49:45). Inoltre la dicitura sotto la fotografia che lo ritrae è mostrata per

pochi secondi (minuti 16:26 e 51:26) ed è subito sfocata. Infine il narratore

del servizio non ha mai parlato di “shark” né di “squalo”, né ha pronunciato

quel termine. Può darsi che la trasmissione si sia rivelata d'impatto sulla

pubblica opinione, ma a prescindere dalla circostanza che tale è la finalità di

ogni servizio giornalistico, a un sommario esame AP 1 non può dirsi

gratuitamente screditato dalla dicitura “The Shark” che si intravede di

sfuggita sotto l'istantanea del suo ritratto. Se egli si ritiene oggetto di una

“sentenza finale di condanna” per la sua attività in campo bancario, ciò si

deve non al servizio giornalistico diffuso dal canale __________, bensì ai suoi

stessi trascorsi nella filiale B__________ di S__________.

6.

Non ravvisandosi

nella fattispecie, per lo meno a un sommario esame, una lesione dei diritti dell'istante,

è superfluo interrogarsi se la violazione prospettata da AP 1 appaia “particolarmente

grave” nell'accezione del­l'art. 266 lett. a CPC, come non giova passare in

rassegna gli altri requisiti cumulativi consistenti nella mancanza di ogni

giustificativo atto a legittimare la lesione (art. 266 lett. b CPC) e nella

proporzionalità del provvedimento cautelare richiesto (art. 266 lett. c CPC). Altrettanto

inutile è vagliare la pertinenza della risposta che l'istante chiede alla

convenuta di leggere nel corso di una successiva puntata di “__________”.

7.

Le spese del

giudizio odierno seguono la soccombenza (art. 106 cpv. 1 CPC). L'istante

rifonderà inoltre alla controparte, che ha presentato osservazioni all'appello tramite

un patrocinatore, un'adeguata indennità per ripetibili.

8.

Quanto ai rimedi

giuridici esperibili contro la presente sentenza sul piano federale (art. 112

cpv. 1 lett. d LTF), un eventuale ricorso in materia civile è ammissibile senza

riguardo a questioni di valore (sopra, consid. 1), fermo restando che contro

decisioni in materia di provvedimenti cautelari può essere fatta valere soltanto

la violazione di diritti costituzionali (art. 98 LTF).

Dispositivo

Per questi motivi,

decide: 1. L'appello è respinto e il decreto cautelare impugnato

è confermato.

2. Le spese processuali

di fr. 1000.– sono poste a carico dell'appellante, che rifonderà alla controparte

fr. 2000.– per ripetibili.

3. Notificazione:

avv. ;

avvocati e .

Comunicazione

alla Pretura del Distretto di Lugano, sezione 1.

Per la prima Camera civile del Tribunale d'appello

Il

presidente La

vicecancelliera

Rimedi

giuridici

Nelle

cause senza carattere pecuniario il ricorso in materia civile al Tribunale

federale, 1000 Losanna 14, è ammissibile contro le decisioni finali, parziali,

pregiudiziali e incidentali previste dagli art. 90 a 93 LTF per i motivi

enunciati dagli art. 95 a 98 LTF entro 30 giorni dalla notificazione della

decisione impugnata.

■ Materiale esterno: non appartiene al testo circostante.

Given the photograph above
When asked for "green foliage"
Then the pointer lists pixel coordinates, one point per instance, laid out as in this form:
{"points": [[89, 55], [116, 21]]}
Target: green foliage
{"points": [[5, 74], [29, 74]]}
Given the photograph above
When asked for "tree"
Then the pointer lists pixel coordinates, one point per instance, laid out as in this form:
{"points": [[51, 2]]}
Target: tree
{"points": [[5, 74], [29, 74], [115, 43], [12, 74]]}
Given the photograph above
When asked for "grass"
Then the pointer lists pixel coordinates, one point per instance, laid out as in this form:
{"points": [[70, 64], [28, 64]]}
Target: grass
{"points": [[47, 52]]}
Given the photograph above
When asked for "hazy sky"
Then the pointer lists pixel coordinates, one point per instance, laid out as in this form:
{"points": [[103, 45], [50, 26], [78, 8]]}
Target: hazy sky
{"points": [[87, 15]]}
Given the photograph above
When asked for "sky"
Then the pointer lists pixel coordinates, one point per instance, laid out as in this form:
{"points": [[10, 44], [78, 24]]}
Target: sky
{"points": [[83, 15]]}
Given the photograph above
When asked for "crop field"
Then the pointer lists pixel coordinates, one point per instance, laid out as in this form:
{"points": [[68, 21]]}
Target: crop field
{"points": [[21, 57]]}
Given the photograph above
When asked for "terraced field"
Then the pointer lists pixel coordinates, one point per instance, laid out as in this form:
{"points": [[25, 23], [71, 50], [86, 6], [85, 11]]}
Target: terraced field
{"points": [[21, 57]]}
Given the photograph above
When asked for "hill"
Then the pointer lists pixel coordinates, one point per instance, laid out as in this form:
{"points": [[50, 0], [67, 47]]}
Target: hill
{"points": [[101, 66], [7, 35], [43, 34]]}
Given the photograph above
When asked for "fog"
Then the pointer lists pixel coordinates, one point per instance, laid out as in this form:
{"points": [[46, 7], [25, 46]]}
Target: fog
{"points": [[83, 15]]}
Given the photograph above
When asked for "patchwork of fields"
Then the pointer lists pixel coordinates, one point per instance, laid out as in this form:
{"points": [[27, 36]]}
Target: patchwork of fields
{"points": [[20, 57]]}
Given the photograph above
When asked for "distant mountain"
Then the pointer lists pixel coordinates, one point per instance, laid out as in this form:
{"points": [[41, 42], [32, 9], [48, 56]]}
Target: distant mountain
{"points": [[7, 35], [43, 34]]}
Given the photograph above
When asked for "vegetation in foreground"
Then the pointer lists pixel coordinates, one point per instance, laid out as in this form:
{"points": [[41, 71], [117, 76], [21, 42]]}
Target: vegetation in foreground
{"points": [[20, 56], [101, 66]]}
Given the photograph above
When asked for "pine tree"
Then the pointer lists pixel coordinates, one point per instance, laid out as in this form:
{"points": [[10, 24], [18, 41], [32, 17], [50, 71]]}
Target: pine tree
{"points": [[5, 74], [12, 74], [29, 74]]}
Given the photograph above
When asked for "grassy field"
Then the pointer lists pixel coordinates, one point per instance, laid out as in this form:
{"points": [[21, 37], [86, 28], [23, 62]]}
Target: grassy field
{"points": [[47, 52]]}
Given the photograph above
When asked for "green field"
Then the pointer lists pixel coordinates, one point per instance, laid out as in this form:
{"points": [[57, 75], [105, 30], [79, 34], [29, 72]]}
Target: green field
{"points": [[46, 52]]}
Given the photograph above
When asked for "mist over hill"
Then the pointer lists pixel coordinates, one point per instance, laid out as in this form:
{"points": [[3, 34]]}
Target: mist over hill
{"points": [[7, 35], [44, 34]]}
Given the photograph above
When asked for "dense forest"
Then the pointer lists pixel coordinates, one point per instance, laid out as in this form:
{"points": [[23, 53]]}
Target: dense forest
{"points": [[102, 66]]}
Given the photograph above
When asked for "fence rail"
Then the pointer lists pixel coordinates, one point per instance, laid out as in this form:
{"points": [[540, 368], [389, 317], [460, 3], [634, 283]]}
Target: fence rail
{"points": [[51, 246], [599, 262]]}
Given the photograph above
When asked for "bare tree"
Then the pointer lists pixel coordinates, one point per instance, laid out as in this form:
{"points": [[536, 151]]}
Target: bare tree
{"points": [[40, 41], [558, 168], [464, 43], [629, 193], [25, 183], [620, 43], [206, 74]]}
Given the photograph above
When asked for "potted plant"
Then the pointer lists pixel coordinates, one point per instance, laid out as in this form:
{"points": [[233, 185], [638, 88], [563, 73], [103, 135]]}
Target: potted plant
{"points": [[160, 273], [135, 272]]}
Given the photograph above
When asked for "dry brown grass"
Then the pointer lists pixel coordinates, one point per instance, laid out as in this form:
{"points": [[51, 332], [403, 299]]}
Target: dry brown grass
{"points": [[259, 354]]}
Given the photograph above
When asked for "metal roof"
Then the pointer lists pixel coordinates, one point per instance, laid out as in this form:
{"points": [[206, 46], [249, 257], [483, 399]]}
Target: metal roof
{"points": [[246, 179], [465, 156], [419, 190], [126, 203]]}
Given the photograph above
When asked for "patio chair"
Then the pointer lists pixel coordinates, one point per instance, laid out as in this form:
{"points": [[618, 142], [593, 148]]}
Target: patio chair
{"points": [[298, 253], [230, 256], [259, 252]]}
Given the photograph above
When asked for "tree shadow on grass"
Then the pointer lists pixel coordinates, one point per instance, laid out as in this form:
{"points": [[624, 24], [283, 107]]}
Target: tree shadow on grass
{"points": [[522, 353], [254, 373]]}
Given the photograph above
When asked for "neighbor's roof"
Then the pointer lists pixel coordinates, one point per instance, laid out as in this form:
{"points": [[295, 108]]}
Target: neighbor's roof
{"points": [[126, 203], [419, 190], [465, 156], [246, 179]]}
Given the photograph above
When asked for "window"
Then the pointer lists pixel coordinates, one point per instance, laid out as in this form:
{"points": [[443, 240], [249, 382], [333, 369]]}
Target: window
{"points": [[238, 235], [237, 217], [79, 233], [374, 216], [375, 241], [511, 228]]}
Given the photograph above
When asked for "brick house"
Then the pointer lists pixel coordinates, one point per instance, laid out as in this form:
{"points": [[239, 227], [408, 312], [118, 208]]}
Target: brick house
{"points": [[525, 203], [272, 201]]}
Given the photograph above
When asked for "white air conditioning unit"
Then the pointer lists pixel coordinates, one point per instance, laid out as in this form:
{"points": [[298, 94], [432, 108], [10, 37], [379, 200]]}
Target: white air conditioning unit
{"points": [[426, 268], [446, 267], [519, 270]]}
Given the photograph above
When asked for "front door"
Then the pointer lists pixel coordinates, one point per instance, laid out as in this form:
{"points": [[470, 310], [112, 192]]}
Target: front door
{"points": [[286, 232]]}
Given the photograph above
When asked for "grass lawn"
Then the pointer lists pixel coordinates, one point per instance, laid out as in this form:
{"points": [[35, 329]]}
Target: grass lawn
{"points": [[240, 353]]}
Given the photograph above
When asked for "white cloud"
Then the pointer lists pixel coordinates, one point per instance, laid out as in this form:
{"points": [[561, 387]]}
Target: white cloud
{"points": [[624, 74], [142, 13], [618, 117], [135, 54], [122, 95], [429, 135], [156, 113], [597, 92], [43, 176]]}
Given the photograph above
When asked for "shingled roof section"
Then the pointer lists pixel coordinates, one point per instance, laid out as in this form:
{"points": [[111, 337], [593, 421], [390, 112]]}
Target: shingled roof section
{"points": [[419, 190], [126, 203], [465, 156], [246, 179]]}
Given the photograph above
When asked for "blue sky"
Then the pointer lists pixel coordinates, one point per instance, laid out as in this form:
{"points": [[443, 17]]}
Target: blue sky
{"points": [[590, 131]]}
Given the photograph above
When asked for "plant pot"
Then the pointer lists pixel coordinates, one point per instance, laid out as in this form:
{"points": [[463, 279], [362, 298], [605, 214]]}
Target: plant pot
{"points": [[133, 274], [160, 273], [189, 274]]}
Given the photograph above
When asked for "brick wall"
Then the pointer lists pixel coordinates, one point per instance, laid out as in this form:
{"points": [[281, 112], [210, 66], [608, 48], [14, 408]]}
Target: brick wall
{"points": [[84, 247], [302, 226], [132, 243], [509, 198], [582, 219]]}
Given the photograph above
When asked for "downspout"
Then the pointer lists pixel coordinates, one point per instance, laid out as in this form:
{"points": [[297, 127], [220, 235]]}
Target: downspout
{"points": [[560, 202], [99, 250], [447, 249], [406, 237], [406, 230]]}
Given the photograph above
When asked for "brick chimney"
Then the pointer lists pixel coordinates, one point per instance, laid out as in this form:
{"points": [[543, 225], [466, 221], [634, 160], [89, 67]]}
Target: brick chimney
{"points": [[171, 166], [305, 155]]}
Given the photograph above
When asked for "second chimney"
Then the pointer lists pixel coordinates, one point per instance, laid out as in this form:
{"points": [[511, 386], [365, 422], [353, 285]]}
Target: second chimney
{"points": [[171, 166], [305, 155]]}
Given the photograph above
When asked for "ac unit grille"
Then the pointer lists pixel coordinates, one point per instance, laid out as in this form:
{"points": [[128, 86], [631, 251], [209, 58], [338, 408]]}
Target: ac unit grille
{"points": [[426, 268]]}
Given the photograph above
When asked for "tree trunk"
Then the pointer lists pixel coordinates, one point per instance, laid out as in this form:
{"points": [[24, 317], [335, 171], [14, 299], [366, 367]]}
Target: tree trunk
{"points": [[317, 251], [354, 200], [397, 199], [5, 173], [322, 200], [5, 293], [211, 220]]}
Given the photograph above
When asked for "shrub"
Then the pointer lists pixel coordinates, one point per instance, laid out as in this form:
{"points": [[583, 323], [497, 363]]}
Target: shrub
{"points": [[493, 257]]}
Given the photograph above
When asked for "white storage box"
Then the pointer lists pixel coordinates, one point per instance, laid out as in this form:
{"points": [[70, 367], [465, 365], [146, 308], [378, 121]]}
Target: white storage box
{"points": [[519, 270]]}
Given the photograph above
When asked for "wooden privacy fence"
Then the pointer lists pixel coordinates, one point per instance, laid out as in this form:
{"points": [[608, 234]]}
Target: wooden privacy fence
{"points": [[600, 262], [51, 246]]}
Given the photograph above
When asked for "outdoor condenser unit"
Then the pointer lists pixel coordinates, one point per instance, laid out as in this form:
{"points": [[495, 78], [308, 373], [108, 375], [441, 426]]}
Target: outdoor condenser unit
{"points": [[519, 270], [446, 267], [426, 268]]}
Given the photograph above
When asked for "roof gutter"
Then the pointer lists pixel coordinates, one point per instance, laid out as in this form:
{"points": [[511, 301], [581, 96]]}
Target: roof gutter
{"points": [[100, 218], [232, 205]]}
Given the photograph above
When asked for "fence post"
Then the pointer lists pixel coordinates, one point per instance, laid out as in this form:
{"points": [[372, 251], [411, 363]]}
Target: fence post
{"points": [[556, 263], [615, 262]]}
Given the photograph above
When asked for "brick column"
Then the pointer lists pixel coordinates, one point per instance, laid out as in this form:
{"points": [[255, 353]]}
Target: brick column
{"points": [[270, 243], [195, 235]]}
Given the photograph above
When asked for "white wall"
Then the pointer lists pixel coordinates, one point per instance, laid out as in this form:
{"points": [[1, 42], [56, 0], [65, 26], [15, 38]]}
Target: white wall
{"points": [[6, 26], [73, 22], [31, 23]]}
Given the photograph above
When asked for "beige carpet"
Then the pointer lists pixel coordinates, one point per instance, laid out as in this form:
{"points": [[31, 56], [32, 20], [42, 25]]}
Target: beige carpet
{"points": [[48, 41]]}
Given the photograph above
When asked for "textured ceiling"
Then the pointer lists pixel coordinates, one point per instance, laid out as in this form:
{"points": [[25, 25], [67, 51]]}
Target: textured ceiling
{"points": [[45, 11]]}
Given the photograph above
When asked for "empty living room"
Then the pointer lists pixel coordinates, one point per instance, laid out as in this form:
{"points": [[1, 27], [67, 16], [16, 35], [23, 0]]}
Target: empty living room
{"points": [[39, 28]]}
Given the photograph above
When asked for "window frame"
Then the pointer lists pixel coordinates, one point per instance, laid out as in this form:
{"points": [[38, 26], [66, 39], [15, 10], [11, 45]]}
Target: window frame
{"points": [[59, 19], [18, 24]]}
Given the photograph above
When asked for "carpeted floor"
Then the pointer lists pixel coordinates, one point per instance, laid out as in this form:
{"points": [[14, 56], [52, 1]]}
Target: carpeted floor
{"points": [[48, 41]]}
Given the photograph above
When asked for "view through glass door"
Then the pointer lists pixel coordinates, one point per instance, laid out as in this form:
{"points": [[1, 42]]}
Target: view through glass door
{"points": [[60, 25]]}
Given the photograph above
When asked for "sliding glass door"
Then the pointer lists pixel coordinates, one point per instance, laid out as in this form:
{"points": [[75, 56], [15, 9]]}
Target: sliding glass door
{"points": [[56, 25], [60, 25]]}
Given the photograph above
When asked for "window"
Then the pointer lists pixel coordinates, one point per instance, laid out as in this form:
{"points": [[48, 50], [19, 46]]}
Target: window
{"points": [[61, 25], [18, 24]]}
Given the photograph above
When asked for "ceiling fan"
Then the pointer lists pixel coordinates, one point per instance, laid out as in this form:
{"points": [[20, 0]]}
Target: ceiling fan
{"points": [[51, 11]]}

Nelle cause aventi carattere pecuniario invece il ricorso

in materia civile è am­missi­bile soltanto se il valore litigioso ammonta ad

almeno 30 000 franchi; quando il valore litigioso non raggiunge tale somma, il

ricorso in materia civile è ammissibile se la controversia concerne una

questione di diritto di importanza fondamentale (art. 74 LTF). Laddove non sia

ammissibile il ricorso in materia civile è dato, entro lo stesso termine, il ricorso sussidiario in materia

costituzionale al Tribunale federale per i motivi previsti dall'art. 116

LTF (art. 113 LTF). Il termine di ricorso al Tribunale federale è sospeso

durante le ferie giudiziarie, ma non nei procedimenti concernenti l'effetto

sospensivo né altre misure provvisionali (art. 46 cpv. 2 LTF).